眼看少年腳下不穩,何其尾巴一滑,移動到對方身前,伸手扶住他。
殷野身子往前傾,險險被扶住。
手握住少女冰涼的手,直覺自己如病中發熱之人,所渴求的不過就是這抹舒適涼意。
但搖晃的畫舫、耳畔刺耳的人聲,卻讓殷野勉強維持清醒的頭腦。
且於人前如此,實在是斯文掃地。
殷野咬了下唇,借長刀扶穩,而後開口道:“鬆開我罷。”
少年麵色紅暈更濃,隱忍的表情像是壓著心裡的火。
何其也覺得他情況不太對,想要鬆開手。
但她剛鬆開手,門口就有了動靜。
“這間屋子沒查!”
——畫舫上的人在找殷野。
若是殷野沒有中藥,何其知他習武,自然有抵抗之力。又假設他生得“安全”些,也是無妨的,大不了跟那些中毒的人賭賭膽子。何其不認為少年會輸。
但眼前的少年,那可太危險了。
何其鬆開的手重新落回去,一把拽緊了少年的手,果斷拉起他。
就在此時,窄屋的門被破開,幾人手持兵械,謹慎地想要踏進屋中檢查。
可門一開,就有水流衝麵,使得他們目不能視,衝得他們向後退去。
何其就在此時帶上美少年,奪門而出。
魚尾巴胖墩墩的,異常有力,遊動得也快,但不曾快到看不見的地步。
是以有人看見何其身影,驚悚萬分:“那是什麼?!”
“好像是魚……”
“分明是魚人吧?!”
驚歎完了,這些人才想起來——何其手裡拽著的是他們的目標。
可魚人這等驚奇之事,畢生難見一回,叫這幾人一時都愣在原地。
那頭何其直接奔著另一個美人兒所在的船尾去。
船尾處,月嫣坐在那兒等著,微微有些心焦,但又充滿了期待。
她聽到畫舫二樓,那些人養的手下在找殷小侯爺,猜測或許是河神救走了人?
本來一心尋死,旁人月嫣也顧不上。
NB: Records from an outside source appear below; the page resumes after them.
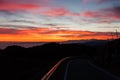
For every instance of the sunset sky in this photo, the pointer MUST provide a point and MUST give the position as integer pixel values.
(58, 20)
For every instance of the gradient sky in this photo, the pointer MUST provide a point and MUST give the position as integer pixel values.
(58, 20)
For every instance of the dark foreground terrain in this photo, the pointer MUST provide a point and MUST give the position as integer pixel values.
(19, 63)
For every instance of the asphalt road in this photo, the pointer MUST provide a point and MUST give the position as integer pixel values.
(77, 69)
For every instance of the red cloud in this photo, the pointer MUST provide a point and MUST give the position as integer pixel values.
(60, 12)
(14, 6)
(98, 1)
(48, 35)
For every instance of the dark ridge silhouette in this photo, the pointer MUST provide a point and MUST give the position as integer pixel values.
(21, 63)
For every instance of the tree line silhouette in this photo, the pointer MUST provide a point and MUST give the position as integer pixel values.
(21, 63)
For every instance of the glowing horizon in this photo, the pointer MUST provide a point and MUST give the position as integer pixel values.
(58, 20)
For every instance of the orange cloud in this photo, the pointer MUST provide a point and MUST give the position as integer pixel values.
(60, 12)
(49, 35)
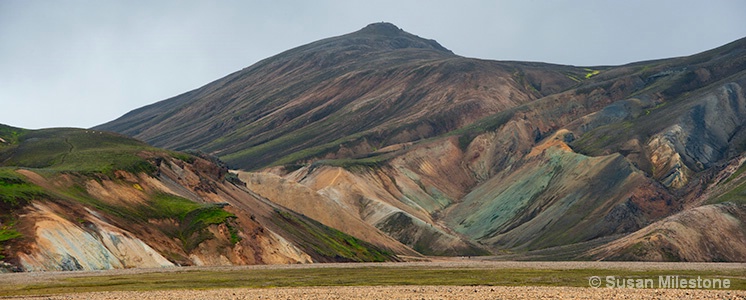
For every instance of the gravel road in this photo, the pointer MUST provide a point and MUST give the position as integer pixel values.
(413, 292)
(405, 292)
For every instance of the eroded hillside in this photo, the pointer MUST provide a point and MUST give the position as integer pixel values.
(78, 199)
(448, 155)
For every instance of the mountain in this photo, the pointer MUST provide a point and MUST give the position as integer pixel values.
(457, 156)
(340, 97)
(75, 199)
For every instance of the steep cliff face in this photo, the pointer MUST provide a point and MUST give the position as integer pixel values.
(169, 209)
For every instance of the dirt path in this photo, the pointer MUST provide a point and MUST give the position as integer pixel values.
(35, 277)
(413, 292)
(402, 292)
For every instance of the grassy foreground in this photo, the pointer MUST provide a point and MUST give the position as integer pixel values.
(346, 276)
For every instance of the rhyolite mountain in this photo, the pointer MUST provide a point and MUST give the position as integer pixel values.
(75, 199)
(396, 141)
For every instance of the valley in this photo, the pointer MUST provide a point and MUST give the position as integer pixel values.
(383, 146)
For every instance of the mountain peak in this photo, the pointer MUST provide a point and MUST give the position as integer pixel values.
(393, 37)
(382, 28)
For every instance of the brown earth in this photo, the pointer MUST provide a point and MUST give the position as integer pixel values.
(414, 292)
(405, 292)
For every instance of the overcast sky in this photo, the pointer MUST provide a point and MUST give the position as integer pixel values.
(83, 63)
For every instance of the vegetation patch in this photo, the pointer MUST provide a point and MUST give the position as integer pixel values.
(328, 242)
(193, 218)
(351, 276)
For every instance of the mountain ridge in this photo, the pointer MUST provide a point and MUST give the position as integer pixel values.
(447, 155)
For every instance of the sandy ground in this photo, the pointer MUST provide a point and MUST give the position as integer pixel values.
(413, 292)
(407, 292)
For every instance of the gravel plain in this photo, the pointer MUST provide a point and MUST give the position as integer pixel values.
(412, 292)
(403, 292)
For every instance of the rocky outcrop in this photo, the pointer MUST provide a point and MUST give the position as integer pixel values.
(92, 245)
(712, 233)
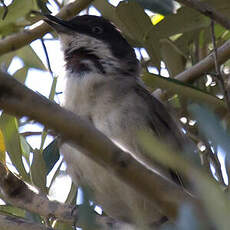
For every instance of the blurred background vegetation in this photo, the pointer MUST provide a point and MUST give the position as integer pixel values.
(169, 39)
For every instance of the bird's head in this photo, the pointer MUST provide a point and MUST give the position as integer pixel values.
(92, 43)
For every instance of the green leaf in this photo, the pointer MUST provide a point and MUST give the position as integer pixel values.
(51, 155)
(42, 5)
(191, 93)
(173, 59)
(162, 6)
(9, 127)
(9, 209)
(38, 171)
(72, 196)
(185, 20)
(21, 74)
(26, 148)
(30, 58)
(210, 126)
(139, 28)
(6, 59)
(16, 16)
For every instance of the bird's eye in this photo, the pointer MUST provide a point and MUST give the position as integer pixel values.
(97, 30)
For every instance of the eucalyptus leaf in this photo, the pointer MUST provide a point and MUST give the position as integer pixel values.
(187, 91)
(38, 171)
(158, 6)
(185, 20)
(139, 28)
(30, 58)
(16, 16)
(21, 74)
(51, 155)
(210, 126)
(9, 128)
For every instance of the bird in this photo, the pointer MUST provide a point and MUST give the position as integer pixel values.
(103, 86)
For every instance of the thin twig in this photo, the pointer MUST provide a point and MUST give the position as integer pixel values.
(207, 10)
(47, 57)
(27, 134)
(217, 67)
(5, 9)
(57, 3)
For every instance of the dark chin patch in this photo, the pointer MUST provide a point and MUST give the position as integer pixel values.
(75, 61)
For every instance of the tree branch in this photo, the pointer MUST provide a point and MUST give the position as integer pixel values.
(207, 10)
(17, 193)
(16, 99)
(18, 40)
(14, 223)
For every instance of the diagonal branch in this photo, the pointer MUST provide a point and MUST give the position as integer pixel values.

此時求死被攔,倒叫她心中感受大不相同。
她為什麼,跳了一回河,還要再跳一回呢?
心頭泛起不甘心,月嫣就見河神大人拖了個人在手中。看那衣著,分明就是殷小侯爺。
“河神大人,你將人救出來了?”月嫣說著,想要起身。
可她屈膝坐了許久,腿上無力,又跌坐回去。
月嫣咬牙,心中恨自己無用。
何其放緩速度,笑著問:“姐姐,我回來得是不是還算快?”
殷野被拖著晃了一路,頭腦更是發暈,眼前都有些花,但他能聽到少女同一人輕聲細語地說話。
再定睛一看——是那個城中有名的美人。
殷野呼吸灼熱,看著這美人眉頭蹙起,被握住的那隻手用上一點力。
何其一被提示,立馬側過頭。
她身邊還有個美少年中了藥呢。
左一個美人,右一個美人,好忙!
殷野微微喘氣,見她望來,同少女對視一眼,手上用勁更大,咬牙看向河麵:“要不、將我放入河中?”
何其看了一眼河麵,腦中就想:春天的藥和泡河很配!
古裝劇的儀式感來了,不枉她多年閱曆。
可能是劇看多了,加上又是河神,何其自覺這是個靠譜法子,便爽快點頭,給予對方河神的認可。
“好主意,我幫你一把吧!”
何其從殷野手中接過長刀,然後一揚手,一股子水流卷向殷野,將他拖向河裡。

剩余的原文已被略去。